The sustainable fashion market is set to become bigger and better than ever in 2024. According to market insights and consulting company Maximize Market Research, the global sustainable apparel market is valued at $6.89 billion in 2022 and is expected to grow to $11.96 billion by 2029 at a compound annual growth rate of 8.2 per cent. This market comprises a number of sectors including resale fashion, clothing rental services, and retailers with a focus on environmentally friendly fabrics and p
and production methods.
With ever-increasing consumer interest in environmentally friendly shopping practices and ongoing innovations in textile production, sustainable fashion is a promising field to enter.
One of the businesses leading the way in this space is the sustainable athleisure brand Nuttch.
Inside Retail spoke with the husband-and-wife duo behind the apparel company based in Italy to learn more about how they are working to promote sustainability within the retail industry and their upcoming plans for Nuttch.
From blog to business
Nuttch co-founder Vittoria Tomassini, a fashion and lifestyle-focused content creator, first became aware of issues regarding responsible production and questionable sustainability practices, like greenwashing, in the fashion industry through her work with a noted fashion blogger in Milan.
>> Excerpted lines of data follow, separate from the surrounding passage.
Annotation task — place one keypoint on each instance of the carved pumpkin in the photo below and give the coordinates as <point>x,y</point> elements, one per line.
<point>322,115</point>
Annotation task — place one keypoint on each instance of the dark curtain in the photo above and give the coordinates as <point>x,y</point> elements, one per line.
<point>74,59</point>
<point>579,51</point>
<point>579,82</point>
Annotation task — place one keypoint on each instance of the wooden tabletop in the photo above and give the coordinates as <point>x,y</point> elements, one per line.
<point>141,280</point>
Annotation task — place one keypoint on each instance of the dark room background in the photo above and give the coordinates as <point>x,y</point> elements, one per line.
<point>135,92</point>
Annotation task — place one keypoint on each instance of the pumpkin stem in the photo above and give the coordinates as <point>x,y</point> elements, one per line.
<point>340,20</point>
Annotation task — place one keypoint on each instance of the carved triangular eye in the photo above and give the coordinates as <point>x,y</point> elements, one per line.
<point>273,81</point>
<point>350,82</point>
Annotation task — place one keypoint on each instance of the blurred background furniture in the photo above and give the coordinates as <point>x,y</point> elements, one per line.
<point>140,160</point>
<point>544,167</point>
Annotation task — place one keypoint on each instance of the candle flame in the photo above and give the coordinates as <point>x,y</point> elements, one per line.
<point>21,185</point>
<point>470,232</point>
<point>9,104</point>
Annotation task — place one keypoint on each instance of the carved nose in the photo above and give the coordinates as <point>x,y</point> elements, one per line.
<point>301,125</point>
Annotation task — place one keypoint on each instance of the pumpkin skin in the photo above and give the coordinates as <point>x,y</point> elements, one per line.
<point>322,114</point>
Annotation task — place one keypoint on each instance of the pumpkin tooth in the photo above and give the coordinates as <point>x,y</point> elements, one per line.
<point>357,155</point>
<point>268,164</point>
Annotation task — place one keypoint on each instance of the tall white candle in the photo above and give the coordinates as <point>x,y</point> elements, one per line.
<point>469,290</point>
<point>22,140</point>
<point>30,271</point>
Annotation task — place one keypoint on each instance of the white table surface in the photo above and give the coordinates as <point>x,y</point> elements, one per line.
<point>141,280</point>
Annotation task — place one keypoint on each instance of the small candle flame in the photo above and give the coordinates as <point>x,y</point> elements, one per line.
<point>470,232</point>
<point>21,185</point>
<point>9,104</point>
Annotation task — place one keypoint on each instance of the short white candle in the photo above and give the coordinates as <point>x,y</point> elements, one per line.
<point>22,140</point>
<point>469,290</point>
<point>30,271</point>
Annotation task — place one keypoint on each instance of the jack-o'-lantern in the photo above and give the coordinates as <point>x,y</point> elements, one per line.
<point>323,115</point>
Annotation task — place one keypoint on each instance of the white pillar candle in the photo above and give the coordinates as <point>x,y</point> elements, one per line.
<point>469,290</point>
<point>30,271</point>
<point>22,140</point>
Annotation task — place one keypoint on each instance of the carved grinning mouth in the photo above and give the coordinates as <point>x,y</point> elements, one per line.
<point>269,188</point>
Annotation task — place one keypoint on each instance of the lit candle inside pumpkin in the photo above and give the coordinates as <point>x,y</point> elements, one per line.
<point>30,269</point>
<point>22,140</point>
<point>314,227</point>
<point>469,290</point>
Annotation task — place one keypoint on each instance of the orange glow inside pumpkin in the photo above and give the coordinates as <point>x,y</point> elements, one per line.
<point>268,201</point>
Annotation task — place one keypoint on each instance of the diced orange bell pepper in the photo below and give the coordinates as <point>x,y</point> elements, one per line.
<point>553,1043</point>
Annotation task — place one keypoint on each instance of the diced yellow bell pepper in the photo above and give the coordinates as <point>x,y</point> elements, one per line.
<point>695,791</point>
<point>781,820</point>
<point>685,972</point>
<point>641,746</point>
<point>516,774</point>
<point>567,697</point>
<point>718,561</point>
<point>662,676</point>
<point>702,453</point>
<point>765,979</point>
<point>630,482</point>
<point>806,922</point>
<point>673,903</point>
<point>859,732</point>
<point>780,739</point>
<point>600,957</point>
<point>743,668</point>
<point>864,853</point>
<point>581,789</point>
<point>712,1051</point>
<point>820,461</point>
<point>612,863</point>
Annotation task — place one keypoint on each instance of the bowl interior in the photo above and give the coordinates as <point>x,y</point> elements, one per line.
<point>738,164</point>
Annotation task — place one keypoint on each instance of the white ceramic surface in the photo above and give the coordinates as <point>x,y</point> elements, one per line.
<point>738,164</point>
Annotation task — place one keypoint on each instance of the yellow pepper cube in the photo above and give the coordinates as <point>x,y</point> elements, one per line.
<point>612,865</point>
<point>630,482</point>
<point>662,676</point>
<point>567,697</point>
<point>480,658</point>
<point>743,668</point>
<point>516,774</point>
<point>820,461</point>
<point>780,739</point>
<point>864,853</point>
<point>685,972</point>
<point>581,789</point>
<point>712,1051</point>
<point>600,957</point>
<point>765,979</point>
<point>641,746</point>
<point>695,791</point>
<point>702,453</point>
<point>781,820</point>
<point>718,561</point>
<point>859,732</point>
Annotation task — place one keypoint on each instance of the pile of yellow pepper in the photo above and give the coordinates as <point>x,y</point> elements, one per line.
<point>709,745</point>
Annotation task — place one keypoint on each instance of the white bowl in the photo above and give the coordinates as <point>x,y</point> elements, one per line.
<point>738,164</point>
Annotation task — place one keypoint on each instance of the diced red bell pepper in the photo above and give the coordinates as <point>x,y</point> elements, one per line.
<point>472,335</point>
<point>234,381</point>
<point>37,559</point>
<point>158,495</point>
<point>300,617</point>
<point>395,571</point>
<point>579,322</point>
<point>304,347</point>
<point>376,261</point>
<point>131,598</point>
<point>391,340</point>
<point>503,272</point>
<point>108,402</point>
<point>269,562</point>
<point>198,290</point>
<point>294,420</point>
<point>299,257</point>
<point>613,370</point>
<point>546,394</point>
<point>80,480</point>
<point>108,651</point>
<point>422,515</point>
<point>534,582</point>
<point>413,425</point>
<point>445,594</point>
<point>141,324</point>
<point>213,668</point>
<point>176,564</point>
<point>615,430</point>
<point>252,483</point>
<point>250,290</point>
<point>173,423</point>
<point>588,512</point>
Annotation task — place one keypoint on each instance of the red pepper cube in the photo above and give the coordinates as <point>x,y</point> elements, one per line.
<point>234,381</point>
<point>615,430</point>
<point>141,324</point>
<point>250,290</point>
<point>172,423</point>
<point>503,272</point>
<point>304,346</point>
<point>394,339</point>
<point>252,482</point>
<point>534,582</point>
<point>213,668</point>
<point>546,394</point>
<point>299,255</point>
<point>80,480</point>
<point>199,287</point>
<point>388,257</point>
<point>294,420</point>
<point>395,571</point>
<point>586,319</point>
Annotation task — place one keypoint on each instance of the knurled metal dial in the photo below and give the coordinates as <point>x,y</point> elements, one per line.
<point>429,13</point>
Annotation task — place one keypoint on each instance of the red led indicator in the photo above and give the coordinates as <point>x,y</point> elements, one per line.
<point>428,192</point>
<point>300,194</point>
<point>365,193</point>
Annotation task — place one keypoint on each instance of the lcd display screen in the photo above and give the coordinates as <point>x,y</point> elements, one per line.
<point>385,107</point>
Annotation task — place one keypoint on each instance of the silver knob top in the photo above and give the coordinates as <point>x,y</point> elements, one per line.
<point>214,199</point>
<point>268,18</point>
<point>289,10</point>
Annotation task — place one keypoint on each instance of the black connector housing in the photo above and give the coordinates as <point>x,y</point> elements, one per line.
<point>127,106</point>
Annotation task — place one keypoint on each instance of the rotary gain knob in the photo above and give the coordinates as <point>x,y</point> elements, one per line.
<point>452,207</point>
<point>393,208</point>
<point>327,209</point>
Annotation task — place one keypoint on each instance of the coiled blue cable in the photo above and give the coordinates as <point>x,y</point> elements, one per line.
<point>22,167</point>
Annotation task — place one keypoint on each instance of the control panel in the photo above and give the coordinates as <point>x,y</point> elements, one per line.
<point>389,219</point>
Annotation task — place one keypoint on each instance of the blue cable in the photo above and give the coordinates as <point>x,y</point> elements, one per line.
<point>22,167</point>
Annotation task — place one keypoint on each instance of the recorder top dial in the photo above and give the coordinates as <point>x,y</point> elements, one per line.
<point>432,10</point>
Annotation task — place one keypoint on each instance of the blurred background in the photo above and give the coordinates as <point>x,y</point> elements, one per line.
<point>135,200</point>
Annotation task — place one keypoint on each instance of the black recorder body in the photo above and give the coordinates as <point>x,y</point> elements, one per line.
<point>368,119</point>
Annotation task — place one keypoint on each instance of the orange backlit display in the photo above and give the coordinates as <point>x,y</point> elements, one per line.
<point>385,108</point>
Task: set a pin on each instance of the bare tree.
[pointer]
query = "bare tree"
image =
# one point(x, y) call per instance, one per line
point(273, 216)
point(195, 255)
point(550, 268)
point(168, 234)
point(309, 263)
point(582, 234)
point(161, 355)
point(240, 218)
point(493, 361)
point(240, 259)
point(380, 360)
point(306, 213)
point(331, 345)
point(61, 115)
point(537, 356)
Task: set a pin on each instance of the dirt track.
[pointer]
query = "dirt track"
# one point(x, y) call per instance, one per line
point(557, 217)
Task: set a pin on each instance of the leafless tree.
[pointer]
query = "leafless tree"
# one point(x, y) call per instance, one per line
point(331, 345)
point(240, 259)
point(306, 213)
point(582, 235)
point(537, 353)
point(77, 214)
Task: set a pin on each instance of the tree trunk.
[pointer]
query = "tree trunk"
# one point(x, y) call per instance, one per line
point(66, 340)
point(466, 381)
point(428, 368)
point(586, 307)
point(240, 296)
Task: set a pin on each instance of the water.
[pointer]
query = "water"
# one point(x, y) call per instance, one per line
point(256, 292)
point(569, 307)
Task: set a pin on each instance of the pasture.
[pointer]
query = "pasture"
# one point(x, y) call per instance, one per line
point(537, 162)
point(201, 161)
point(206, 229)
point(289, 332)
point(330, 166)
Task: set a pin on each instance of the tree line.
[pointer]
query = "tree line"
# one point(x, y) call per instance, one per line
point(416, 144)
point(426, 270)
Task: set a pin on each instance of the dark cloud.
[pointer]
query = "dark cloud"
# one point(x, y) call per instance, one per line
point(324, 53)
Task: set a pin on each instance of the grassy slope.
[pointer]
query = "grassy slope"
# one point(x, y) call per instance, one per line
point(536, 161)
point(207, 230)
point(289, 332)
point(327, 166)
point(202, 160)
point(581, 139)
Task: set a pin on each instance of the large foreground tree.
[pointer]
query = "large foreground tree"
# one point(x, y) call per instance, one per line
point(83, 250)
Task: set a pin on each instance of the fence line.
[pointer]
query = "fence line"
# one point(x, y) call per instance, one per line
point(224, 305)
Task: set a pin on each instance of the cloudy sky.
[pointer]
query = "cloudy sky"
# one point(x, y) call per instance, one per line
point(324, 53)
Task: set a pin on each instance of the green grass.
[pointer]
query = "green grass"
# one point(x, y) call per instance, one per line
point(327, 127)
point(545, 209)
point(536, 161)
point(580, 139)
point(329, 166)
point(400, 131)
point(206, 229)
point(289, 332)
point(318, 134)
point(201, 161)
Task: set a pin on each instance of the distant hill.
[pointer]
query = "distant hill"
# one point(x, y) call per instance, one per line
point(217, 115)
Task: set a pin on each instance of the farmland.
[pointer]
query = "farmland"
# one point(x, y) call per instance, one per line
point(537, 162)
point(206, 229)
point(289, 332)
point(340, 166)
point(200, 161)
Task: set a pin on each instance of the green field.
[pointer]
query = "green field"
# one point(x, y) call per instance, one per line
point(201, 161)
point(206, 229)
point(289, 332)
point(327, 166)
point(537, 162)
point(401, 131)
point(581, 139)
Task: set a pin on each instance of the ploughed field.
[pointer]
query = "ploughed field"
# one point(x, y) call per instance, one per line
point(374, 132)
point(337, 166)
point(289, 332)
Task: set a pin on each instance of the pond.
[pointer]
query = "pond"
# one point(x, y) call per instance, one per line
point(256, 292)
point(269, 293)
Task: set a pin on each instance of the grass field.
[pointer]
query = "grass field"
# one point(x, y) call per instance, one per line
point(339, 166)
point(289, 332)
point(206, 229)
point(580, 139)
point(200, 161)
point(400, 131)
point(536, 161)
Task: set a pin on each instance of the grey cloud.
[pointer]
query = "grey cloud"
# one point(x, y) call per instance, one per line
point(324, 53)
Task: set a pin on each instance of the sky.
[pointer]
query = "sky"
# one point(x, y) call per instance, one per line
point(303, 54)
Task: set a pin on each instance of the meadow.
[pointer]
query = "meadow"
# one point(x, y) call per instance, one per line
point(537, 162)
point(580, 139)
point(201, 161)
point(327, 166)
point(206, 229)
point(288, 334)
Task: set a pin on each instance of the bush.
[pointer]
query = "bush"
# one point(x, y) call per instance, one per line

This eventually led her to publish a book on the matter and launch Nuttch with her husband Paolo.
With Vittoria’s insider knowledge of the fashion industry and passion for creating fashionable, but still environmentally conscious clothing pieces, and Paolo’s engineering background and critical thinking skills, the two decided to launch the brand in the US, the leading market for sustainable athleisure, while producing the clothing in their home country.
Every part of the manufacturing process, from knitting and sewing the brand’s finished garments, to producing the recycled nylon yarn that is the base material of its stock, is conducted in Lombardi, Italy.
The couple highlighted the importance of working with manufacturers in this region in northern Italy, where Milan is located, for several reasons, including its rich history in the fashion industry and the advancements that its craftsmen have made with eco-friendly textiles.
Not only does Nuttch’s supplier of recycled nylon use pre-consumer waste, such as factory scraps, to create the fabric the company incorporates in its designs. But it was also the first polyamide manufacturer to achieve the EU Eco Label certification for environmental excellence.
Nuutch is not the only apparel company to be investing in Italian textile production.
Luca Sburlatim, CEO of Pattern, a stock market-listed Italian group with revenue exceeding €100 million, noted that Italian technical textile output had increased by three to four per cent in 2022 and estimated that it would expand by at least 15 to 20 per cent by 2023.
Moving into 2024, Italy is emerging as a hotbed for innovative new practices in the sustainable fashion segment.
As Tomassini stated, “We’ll keep pushing and researching for new materials and new processes to improve our operation and also to lower our impact as much as possible. I would say an accomplishment I’m really proud of is the climate-neutral certified label we just got in November. I’m very proud of the certification which I have been pushing for since the beginning.”
In addition to adding new stock-keeping units and launching into additional e-commerce and brick-and-mortar channels, the couple’s primary goal is to reach net zero emission by the end of 2024.
Renting clothes is here to stay
In addition to innovation within the textile field, another major section of the sustainable apparel market that is experiencing notable growth is the clothing rental industry.
In a study conducted by Future Market Insights, the online clothing rental market size was estimated to be worth $2.3 million in 2023 and is expected to rise to $6.2 million by 2033 at a compound annual growth rate of 10.6 per cent.
In 2009, when Rent The Runway was originally launched, the company was an innovator in the industry, as it was one of a few offering rental clothing services at such an accessible level and one of the only to do so for luxury clothing and accessory labels.
However, the rental clothing market has drastically shifted in recent years and so has Rent the Runway’s hold over the market.
Since Rent the Runway went public in October 2021, the company’s share price has fallen by approximately 97 per cent. The company reported $75.5 million in revenue in the second quarter of the year, marking a one per cent decrease from the same quarter the year prior.
Simply put, Rent the Runway has much more competition in the rental market than it had in the late 2000s, and may not be offering the versatility of stock that is needed to satisfy the trend-seeking, price-sensitive, younger consumer groups, such as Gen Z, looking for clothing rental options.
In 2018 and 2019, several companies including Express, Vince Camuto, and Banana Republic launched their own rental platforms, although they only offer their own label.
One of the strongest players in the clothing rental market is Nuuly, a clothing rental subscription service launched under the Urban Outfitters umbrella in 2019. In addition to providing labels offered in the Urban Outfitters portfolio, like Free People and Anthropologie, Nuuly also has stock that features over 400 different brands and designers.
In its fiscal third quarter ending October 31, Nuuly saw $65.5 million in revenue and an operating profit of $300,000. Just a year prior, the company had only posted $35.3 million in revenue, showing its rapidly growing hold in the market.
As we move into the next year, the sustainable apparel industry is ripe for expansion.